Tel que je suis, dans la livide lumière,
Tel que j’écris, mouillé d’un jour lunaire,
l’ombre longue de ma main glissant sur le feuillet,
les yeux voyageurs et le corps humilié,
Je me vois soudain à quelque distance
et suis épouvanté par mon aspect étrange.
Je me vois venir, tout simplement, sans présenter aucune particulière étrangeté...
Les arbres, près du ruisseau, penchent de façon naturelle ;
les deux ornières sont bien parallèles ;
Le ciel a ses quelques nuages quotidiens...
Mais je tremble à me voir venir comme je viens.

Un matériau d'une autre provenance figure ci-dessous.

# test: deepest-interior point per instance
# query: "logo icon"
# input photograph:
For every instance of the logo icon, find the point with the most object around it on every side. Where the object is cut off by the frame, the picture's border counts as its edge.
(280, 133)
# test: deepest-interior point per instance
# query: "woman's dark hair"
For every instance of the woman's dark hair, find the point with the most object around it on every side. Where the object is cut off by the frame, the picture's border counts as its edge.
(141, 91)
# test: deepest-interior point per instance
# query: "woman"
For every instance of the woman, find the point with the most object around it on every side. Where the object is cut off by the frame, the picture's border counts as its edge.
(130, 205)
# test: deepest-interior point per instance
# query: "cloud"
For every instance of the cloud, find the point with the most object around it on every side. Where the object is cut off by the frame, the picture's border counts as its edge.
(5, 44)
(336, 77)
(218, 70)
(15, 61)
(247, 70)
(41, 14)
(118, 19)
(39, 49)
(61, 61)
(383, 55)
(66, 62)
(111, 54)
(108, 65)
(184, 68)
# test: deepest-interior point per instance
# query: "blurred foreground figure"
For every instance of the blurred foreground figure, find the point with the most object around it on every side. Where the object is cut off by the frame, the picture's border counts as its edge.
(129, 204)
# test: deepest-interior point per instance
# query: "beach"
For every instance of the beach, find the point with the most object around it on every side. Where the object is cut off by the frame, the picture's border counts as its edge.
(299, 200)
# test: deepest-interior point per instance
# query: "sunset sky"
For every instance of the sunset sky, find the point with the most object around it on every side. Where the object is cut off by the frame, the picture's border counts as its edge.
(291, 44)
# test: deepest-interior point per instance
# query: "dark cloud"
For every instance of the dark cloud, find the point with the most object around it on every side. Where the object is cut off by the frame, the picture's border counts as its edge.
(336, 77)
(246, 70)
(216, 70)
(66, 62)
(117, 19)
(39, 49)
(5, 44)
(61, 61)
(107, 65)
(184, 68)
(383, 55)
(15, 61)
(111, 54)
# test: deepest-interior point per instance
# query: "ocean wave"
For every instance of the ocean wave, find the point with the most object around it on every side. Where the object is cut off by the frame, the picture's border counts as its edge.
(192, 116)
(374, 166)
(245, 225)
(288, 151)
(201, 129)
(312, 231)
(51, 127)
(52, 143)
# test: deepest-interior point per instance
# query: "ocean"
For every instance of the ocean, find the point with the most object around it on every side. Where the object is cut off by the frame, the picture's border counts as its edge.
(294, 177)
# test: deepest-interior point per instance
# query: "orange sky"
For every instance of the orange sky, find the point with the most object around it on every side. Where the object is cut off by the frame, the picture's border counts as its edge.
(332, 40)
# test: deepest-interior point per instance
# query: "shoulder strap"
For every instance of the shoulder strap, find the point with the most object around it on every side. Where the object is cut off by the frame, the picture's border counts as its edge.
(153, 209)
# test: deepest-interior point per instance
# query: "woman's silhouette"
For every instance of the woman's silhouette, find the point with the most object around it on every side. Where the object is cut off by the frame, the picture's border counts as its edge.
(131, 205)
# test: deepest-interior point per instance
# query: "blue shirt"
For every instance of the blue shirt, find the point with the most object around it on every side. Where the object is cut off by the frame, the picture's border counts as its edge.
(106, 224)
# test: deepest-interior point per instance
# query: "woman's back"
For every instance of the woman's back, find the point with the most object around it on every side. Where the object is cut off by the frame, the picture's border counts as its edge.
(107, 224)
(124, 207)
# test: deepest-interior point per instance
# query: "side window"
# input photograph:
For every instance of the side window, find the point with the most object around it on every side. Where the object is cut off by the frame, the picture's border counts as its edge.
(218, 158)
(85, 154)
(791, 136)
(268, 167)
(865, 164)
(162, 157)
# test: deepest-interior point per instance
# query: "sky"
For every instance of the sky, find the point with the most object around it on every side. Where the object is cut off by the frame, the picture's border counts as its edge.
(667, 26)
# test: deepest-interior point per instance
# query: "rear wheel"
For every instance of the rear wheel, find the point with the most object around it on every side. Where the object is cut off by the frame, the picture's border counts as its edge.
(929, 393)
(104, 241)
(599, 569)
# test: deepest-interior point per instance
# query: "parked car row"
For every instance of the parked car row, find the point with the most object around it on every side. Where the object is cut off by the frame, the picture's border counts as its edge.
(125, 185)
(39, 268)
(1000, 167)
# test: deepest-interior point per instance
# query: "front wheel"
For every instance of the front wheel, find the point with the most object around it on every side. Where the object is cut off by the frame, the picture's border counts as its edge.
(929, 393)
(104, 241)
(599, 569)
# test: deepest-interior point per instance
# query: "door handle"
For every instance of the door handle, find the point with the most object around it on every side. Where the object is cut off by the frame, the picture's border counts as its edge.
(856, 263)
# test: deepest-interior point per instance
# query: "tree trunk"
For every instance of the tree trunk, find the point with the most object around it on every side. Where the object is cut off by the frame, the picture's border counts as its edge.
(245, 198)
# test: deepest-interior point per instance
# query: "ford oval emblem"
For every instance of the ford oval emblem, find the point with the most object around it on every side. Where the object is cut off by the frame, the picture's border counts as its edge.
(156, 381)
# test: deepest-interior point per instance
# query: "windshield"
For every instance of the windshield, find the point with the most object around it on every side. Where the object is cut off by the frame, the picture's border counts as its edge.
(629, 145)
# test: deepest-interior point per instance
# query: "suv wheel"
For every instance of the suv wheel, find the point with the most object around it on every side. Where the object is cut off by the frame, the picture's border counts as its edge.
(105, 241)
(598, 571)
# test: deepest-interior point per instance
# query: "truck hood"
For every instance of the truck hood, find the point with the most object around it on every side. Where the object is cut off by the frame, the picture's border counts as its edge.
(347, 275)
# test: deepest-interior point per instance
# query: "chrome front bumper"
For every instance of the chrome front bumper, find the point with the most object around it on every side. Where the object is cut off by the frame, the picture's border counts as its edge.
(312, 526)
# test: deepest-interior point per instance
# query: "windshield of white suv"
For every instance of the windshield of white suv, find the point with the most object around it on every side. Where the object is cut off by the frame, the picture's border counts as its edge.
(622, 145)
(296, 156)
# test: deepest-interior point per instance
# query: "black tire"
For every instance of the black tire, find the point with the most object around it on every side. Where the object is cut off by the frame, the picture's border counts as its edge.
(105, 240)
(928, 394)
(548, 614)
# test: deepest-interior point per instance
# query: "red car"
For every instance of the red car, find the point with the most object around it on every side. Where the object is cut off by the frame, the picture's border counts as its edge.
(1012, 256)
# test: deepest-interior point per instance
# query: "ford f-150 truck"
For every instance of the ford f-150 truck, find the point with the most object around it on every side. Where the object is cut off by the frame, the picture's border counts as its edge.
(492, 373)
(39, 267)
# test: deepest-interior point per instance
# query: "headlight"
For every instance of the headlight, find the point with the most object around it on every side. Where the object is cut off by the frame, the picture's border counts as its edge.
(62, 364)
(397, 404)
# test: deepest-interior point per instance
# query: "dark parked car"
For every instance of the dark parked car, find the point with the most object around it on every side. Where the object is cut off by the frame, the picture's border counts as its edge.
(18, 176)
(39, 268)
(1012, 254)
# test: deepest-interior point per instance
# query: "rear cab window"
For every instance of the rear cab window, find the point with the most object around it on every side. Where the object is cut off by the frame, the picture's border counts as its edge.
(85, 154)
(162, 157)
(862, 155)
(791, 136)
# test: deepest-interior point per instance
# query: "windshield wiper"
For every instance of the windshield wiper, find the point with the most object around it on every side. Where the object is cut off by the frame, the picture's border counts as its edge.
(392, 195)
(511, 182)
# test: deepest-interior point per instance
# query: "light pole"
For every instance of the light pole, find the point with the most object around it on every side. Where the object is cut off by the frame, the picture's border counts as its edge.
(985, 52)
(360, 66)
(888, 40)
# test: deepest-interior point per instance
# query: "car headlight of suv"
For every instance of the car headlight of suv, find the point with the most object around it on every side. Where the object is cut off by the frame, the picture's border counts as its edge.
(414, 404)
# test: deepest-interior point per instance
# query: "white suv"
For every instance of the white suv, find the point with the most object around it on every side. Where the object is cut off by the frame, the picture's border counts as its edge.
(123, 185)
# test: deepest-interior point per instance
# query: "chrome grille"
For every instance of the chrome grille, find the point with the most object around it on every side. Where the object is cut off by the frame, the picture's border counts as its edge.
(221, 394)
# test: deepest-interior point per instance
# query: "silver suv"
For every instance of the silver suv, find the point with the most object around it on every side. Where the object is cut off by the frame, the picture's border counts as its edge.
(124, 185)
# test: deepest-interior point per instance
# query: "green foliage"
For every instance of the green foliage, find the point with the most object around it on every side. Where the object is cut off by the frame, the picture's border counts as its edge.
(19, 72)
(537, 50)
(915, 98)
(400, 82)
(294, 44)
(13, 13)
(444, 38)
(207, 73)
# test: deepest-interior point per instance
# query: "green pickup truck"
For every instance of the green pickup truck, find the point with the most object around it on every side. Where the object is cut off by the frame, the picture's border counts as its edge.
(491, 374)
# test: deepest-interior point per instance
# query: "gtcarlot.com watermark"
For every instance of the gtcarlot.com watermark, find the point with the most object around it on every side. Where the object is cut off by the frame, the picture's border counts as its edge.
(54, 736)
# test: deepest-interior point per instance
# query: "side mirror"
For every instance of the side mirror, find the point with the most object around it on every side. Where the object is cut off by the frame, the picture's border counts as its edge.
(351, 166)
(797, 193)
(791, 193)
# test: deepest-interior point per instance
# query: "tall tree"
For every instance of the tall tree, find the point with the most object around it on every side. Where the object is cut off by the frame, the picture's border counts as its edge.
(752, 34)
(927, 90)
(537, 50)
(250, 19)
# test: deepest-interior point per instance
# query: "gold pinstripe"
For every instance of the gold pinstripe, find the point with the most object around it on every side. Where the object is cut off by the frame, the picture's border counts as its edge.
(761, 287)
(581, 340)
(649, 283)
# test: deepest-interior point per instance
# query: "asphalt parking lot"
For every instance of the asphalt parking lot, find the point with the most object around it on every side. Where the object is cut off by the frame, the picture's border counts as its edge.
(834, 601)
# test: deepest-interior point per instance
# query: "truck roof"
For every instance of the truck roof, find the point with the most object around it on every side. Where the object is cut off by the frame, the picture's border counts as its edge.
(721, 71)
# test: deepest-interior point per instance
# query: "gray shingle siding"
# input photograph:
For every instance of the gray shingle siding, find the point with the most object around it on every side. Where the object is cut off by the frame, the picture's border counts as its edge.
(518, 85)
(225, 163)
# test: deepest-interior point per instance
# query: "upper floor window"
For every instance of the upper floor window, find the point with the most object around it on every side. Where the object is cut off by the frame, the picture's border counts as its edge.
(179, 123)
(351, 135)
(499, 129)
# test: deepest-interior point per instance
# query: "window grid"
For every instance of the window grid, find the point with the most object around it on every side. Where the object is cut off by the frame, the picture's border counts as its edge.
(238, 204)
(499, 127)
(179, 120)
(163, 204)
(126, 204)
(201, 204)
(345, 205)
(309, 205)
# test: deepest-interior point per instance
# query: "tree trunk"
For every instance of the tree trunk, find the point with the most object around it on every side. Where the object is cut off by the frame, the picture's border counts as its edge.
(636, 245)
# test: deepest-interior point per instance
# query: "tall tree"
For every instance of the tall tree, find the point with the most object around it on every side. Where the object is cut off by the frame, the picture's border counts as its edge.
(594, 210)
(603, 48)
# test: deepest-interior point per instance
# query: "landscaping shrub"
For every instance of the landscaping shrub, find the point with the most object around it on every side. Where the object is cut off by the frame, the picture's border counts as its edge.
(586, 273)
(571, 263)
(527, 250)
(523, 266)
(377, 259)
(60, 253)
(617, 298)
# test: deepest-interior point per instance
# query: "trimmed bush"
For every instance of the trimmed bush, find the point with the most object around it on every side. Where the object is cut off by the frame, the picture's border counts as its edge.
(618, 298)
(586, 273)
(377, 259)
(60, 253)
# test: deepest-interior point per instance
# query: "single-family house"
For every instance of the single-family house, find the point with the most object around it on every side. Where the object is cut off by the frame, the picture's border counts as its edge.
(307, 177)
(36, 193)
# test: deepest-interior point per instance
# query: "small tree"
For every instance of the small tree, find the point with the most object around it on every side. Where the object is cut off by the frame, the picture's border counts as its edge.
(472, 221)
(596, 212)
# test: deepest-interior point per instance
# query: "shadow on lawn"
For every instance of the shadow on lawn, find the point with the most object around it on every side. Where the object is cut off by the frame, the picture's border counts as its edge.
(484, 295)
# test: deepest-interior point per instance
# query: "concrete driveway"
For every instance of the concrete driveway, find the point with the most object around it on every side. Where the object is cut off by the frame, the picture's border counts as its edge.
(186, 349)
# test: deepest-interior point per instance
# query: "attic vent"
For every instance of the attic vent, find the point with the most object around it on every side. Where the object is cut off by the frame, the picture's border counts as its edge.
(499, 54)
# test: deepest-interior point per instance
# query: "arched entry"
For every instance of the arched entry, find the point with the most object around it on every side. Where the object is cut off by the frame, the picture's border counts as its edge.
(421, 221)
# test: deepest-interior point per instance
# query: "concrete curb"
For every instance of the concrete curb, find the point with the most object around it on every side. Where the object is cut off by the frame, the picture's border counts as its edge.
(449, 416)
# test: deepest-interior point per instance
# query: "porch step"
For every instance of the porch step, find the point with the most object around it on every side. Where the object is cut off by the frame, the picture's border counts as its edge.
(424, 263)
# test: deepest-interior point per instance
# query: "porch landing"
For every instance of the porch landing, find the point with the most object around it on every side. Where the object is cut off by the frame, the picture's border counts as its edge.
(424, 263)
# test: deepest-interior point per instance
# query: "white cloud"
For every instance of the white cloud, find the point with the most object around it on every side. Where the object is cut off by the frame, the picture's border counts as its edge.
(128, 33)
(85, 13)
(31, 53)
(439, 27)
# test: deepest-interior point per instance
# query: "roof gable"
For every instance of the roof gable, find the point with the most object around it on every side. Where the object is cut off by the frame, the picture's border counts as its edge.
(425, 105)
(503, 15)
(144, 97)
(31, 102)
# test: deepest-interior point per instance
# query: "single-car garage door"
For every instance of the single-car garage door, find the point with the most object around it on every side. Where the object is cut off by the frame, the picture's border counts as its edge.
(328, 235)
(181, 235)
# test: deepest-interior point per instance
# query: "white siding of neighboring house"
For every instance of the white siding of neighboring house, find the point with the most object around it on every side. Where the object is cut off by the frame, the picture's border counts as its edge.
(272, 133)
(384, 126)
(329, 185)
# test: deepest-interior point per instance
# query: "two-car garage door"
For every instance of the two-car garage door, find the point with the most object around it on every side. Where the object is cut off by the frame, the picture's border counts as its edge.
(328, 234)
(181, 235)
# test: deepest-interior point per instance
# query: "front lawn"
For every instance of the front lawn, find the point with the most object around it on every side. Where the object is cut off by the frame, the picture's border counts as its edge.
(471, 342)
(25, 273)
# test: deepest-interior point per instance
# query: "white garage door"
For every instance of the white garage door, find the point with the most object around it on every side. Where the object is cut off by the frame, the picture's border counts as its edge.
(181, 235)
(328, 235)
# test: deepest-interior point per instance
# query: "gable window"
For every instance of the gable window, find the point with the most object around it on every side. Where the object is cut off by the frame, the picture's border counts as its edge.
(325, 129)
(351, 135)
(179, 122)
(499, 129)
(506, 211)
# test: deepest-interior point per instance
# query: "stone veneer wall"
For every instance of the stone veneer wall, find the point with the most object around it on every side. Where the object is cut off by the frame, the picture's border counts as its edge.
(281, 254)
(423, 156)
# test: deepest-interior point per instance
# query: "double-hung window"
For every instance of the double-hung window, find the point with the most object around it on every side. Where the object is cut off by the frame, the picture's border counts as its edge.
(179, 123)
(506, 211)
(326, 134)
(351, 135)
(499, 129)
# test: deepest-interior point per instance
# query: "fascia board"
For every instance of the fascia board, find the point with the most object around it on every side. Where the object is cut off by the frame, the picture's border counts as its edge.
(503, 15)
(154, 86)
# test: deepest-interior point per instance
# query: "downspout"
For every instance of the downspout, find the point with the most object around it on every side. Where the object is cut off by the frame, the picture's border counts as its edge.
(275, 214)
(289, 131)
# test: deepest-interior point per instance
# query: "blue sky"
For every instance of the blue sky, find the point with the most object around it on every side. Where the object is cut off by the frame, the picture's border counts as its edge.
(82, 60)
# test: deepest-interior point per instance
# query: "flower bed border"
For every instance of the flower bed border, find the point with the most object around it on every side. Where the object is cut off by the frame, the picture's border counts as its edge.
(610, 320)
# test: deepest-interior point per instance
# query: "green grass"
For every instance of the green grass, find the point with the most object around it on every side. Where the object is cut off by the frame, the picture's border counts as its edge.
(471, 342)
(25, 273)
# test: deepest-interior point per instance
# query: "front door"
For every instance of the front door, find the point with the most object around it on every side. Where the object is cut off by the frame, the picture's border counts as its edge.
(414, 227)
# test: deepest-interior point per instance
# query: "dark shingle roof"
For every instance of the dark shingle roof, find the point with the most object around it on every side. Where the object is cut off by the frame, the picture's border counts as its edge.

Ha ! d’autant j’avance, d’autant je recule :
je ne veux pas approcher de moi.
La zone qui me cerne, brûle...
je traverse à reculons le pont de bois,
et je me vois le traverser dans la rivière
Avec l’habit marin dont j’étais si fier !...
L’autre est là, je savais qu’il me devait rejoindre,
et ses mains tâtonnantes, je les sens m’atteindre.
Je sens ses yeux couler, bouillants, sur les miens,
et rien n’est insolite, alentour, rien !
Le chêne dépassé surveille et se ressemble...
Il n’y a rien d’étrange à ce que je sois ensemble.
L’autre me touche, se penche et je l’entends parler :
— Je ne sais pas si c’est toi qui m’as appelé...
reconnais-tu mes yeux et mon costume marin ?...
Je suis l’enfant de ton père et de ta mère...
mais non...mais non...il n’y a rien
entre nous, qu’un mince rayon d’air...
— Je ne suis né, moi, d’un père ni d’une mère.
Je suis né du vice qui me consume.
Je suis né du vice et de sa rongeante amertume.
Je ne suis même pas ton frère.
Car j’ai jailli du vice avec des cris de fièvre...
Tel que je suis dans la mourante lumière.
Pierre-Louis Matthey, « Connaissance », dans Claude Beausoleil – La poésie suisse-romande, Éditions de l’aire, Lausanne, 1993.